La delegación colombiana en esa Feria del Libro era exigua y como siempre ocurre se lamentaron las ausencias, pues la verdad es que en cada país hay tantos autores que sería imposible invitarlos a todos. Si mal no me acuerdo en esa ocasión estuvo como concertista Carlos Vives.

En ese entonces residía en México y acababa de publicar El viaje triunfal, ganadora de la Beca Ernesto Sábato de Proartes en Colombia y pertenecía a esa afortunada generación de menos de 39 años, edad a la que todo el mundo mira con benevolencia a los escritores promisorios.

Ahora que celebramos el centenario de Manuel Mejía Vallejo es grato rememorar sin duda a esos escritores caminantes colombianos y latinoamericanos que gozaban gracias a la literatura, comandados por el autor de tantas novelas maravillosas como El día señalado, Aire de tango y La casa de las dos palmas.

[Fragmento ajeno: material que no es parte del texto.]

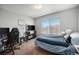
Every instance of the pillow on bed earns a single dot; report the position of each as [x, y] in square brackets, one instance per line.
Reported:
[67, 38]
[75, 35]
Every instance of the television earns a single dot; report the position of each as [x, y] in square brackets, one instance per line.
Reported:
[31, 27]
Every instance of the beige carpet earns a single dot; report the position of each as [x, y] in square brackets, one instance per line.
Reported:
[29, 48]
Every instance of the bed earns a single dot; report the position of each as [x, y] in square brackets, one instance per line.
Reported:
[57, 44]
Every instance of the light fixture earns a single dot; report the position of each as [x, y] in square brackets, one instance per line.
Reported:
[37, 6]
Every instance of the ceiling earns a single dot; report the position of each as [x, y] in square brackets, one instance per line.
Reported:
[29, 10]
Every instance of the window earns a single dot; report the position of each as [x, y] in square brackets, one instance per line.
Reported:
[50, 25]
[45, 26]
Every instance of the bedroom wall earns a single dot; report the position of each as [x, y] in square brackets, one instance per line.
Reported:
[68, 19]
[78, 18]
[9, 19]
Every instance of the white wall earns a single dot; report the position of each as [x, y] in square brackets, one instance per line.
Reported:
[68, 19]
[9, 19]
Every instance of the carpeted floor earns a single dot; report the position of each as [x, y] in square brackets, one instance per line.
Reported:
[29, 48]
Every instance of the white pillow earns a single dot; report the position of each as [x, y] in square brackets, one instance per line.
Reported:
[75, 35]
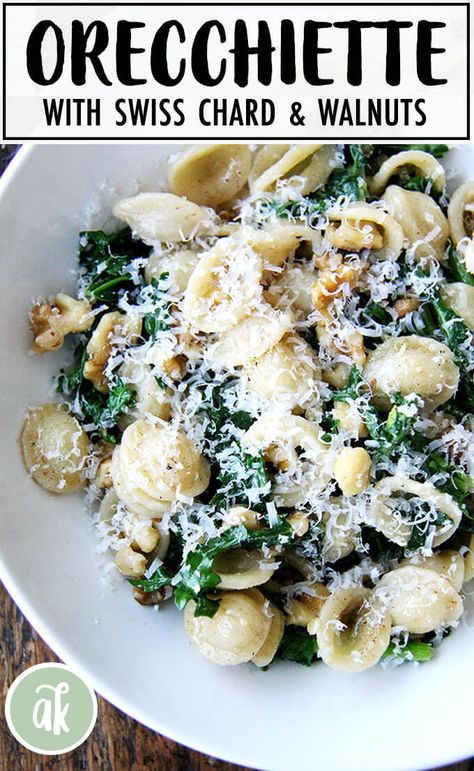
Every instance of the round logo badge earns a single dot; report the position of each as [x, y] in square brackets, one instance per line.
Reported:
[50, 709]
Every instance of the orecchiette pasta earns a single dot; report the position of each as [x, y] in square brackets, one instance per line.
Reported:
[178, 265]
[424, 224]
[287, 374]
[267, 652]
[420, 599]
[353, 630]
[236, 633]
[460, 212]
[224, 286]
[250, 339]
[154, 464]
[210, 174]
[100, 345]
[55, 448]
[312, 164]
[295, 447]
[272, 400]
[361, 226]
[412, 364]
[305, 608]
[352, 470]
[424, 164]
[51, 322]
[385, 515]
[162, 217]
[447, 562]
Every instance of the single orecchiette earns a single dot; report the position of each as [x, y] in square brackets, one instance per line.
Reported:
[353, 630]
[111, 325]
[424, 164]
[460, 297]
[250, 339]
[210, 174]
[349, 420]
[241, 569]
[51, 322]
[412, 364]
[239, 515]
[469, 561]
[163, 217]
[460, 212]
[305, 607]
[419, 599]
[312, 164]
[361, 226]
[287, 374]
[237, 631]
[224, 286]
[352, 470]
[178, 264]
[267, 652]
[447, 562]
[153, 465]
[295, 447]
[385, 516]
[424, 224]
[55, 448]
[149, 395]
[291, 290]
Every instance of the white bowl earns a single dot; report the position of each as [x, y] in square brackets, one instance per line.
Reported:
[287, 718]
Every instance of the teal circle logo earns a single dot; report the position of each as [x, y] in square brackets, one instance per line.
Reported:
[50, 709]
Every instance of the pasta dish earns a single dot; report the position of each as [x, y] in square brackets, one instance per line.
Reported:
[270, 399]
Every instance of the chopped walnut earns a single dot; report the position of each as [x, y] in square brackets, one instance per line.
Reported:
[103, 477]
[51, 322]
[354, 236]
[337, 334]
[162, 355]
[100, 345]
[148, 598]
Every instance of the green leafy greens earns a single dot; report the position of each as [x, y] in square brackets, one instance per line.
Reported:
[196, 577]
[298, 645]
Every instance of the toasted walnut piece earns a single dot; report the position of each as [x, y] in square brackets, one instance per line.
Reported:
[304, 608]
[51, 322]
[100, 345]
[103, 477]
[148, 598]
[351, 237]
[405, 305]
[332, 284]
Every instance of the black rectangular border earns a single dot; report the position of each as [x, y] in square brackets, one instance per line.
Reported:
[465, 5]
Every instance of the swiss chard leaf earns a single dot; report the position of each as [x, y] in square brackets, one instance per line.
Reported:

Sin olvidar al venezolano Salvador Garmendia, el autor de Memorias de Altagracia, quien nació en Barquisimeto en 1928, y murió en 2001, dejando una vasta obra y una leyenda. Con su luenga barba y su rostro de personaje de novela de Dostoievski, él captaba fascinado la fuerza de Guadalajara y del Estado de Jalisco, tierra de grandes mariachis y de autores tan geniales como Juan Rulfo, Juan José Arreola y Fernando del Paso.